Les 70 ans de la fin de la deuxième guerre mondiale ont été l'occasion ces derniers mois pour les médias norvégiens de revenir sur certains épisodes de ce temps difficile. L'un des plus célèbre est celui de la "bataille de l'eau lourde". L'eau lourde (oxyde de deutérium) est un composant indispensable pour ralentir les neutrons issus de la fission nucléaire de l'uranium naturel et provoquer ainsi une réaction en chaîne...
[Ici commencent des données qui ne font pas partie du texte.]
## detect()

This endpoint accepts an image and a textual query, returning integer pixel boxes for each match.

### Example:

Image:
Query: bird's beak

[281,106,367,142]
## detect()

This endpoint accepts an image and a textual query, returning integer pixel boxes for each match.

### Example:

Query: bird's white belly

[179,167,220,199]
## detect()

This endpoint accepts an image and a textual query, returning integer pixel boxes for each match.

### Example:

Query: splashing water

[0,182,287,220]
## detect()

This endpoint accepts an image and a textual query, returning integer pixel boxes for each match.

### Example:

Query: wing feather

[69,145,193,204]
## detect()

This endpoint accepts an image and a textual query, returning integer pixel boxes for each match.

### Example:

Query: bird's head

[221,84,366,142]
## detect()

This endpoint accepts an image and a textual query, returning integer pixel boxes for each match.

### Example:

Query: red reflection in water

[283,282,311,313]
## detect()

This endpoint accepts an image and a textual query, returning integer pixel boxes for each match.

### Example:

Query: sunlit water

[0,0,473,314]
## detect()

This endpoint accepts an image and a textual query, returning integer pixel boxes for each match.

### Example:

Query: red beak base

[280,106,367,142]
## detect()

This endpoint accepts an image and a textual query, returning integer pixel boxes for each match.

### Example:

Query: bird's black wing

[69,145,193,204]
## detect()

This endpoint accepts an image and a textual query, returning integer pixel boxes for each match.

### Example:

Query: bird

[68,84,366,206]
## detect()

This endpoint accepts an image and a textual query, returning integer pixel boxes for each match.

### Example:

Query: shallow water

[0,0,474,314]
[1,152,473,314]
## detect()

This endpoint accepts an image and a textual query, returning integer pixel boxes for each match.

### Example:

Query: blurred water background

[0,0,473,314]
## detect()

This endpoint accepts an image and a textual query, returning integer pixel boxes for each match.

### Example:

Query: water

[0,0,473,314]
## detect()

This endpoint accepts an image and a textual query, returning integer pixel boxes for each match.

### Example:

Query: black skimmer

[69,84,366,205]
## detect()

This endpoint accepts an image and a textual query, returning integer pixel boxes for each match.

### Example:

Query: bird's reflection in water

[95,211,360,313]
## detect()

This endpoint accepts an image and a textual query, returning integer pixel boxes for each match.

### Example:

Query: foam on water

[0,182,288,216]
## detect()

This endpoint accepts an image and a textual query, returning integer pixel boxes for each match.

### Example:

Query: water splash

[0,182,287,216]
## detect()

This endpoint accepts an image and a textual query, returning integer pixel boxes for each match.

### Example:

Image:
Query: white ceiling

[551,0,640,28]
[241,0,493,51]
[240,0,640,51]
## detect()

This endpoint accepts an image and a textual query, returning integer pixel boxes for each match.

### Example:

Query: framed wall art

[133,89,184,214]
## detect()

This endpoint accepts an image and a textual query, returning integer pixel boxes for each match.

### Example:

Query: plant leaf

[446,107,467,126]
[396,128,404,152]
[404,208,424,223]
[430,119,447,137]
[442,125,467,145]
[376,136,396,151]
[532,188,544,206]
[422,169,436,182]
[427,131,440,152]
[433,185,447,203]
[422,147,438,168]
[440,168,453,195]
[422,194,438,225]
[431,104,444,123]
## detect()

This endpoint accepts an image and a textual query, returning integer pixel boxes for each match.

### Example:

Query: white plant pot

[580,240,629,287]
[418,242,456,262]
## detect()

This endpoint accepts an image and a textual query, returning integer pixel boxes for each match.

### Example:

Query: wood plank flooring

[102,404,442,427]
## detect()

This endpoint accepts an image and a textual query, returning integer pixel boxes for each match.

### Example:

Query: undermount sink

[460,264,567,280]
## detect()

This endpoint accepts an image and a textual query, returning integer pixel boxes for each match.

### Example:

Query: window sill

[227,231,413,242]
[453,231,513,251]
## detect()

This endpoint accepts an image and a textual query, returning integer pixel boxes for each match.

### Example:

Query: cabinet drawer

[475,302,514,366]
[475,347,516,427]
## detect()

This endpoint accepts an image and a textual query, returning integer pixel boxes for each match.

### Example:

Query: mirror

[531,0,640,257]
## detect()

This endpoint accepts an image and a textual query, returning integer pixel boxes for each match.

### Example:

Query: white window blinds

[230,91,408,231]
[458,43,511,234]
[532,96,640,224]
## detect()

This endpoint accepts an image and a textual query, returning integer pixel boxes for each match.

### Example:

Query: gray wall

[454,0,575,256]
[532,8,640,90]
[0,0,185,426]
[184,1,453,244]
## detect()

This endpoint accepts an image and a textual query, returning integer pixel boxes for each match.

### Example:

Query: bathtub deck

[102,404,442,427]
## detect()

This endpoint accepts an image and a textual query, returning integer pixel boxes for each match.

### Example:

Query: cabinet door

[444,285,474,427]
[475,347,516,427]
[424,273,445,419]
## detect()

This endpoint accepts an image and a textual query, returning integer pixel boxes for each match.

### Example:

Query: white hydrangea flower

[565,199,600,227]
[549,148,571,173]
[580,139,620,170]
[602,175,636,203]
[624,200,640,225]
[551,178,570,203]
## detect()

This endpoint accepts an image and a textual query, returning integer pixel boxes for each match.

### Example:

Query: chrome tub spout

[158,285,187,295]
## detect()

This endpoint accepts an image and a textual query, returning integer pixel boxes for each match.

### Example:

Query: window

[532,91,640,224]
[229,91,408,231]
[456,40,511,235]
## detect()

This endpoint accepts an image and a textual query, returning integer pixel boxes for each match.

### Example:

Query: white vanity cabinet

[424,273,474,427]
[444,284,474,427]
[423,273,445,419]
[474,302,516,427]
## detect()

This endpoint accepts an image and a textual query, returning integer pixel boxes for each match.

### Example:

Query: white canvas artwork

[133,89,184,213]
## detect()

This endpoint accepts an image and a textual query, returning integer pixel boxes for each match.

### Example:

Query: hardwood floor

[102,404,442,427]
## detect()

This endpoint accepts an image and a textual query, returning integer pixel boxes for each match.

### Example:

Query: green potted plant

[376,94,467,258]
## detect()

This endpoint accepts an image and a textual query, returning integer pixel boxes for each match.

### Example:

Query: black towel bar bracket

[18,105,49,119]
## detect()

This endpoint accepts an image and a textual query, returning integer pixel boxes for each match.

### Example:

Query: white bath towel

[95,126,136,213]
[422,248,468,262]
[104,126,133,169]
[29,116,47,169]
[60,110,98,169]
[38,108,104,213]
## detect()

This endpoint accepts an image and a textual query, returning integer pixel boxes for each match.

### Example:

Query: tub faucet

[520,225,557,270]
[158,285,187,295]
Dans les années 1950, la Norvège était en pointe dans le domaine de l'énergie atomique: quand fut mis au point le premier réacteur expérimental à Kjeller, seuls les USA, l'URSS, la Grande-Bretagne et la France en avaient fait autant.
Richement dotée en hydro-électricité, la Norvège a été le premier pays à avoir les moyens techniques de produire de l'eau lourde, de sorte qu'à la veille de la deuxième guerre mondiale, l'unique stock mondial d'eau lourde se trouvait en Norvège, issu de l'usine à côté de la centrale de Vemork (comté de Telemark-photo ci-dessus).
Ce stock, convoité par les Allemands sur le point d'envahir la Norvège, est acheté à Norsk Hydro par la France et rapatrié dans des conditions difficiles. Après l'invasion, les Allemands remettent la production en route à leur profit, dans le cadre de la course à la bombe nucléaire.
Les Alliés décident de détruire le site de production. Quatre opérations seront menées dans ce but, en utilisant des parachutistes norvégiens formés en Angleterre, entre octobre 1942 et novembre 1943.
En février 1944, les Allemands décident de rapatrier l'eau lourde chez eux par voie de mer; c'est alors que deux parachutistes norvégiens parviennent à couler le bateau avec son chargement de 16 tonnes dans le lac de Tinnsjå: le programme nucléaire allemand ne s'en remettra jamais.
La fin de cette épopée n'a pas mis un terme au rôle de la Norvège dans les programmes nucléaires de nombreux pays.
Quoique l'objectif de cette nouvelle industrie était purement civil, la Norvège est rapidement devenue un fournisseur convoité par les pays désireux de se doter d'armes de dissuasion nucléaire: la Grande-Bretagne, la France, Israël et l'Inde.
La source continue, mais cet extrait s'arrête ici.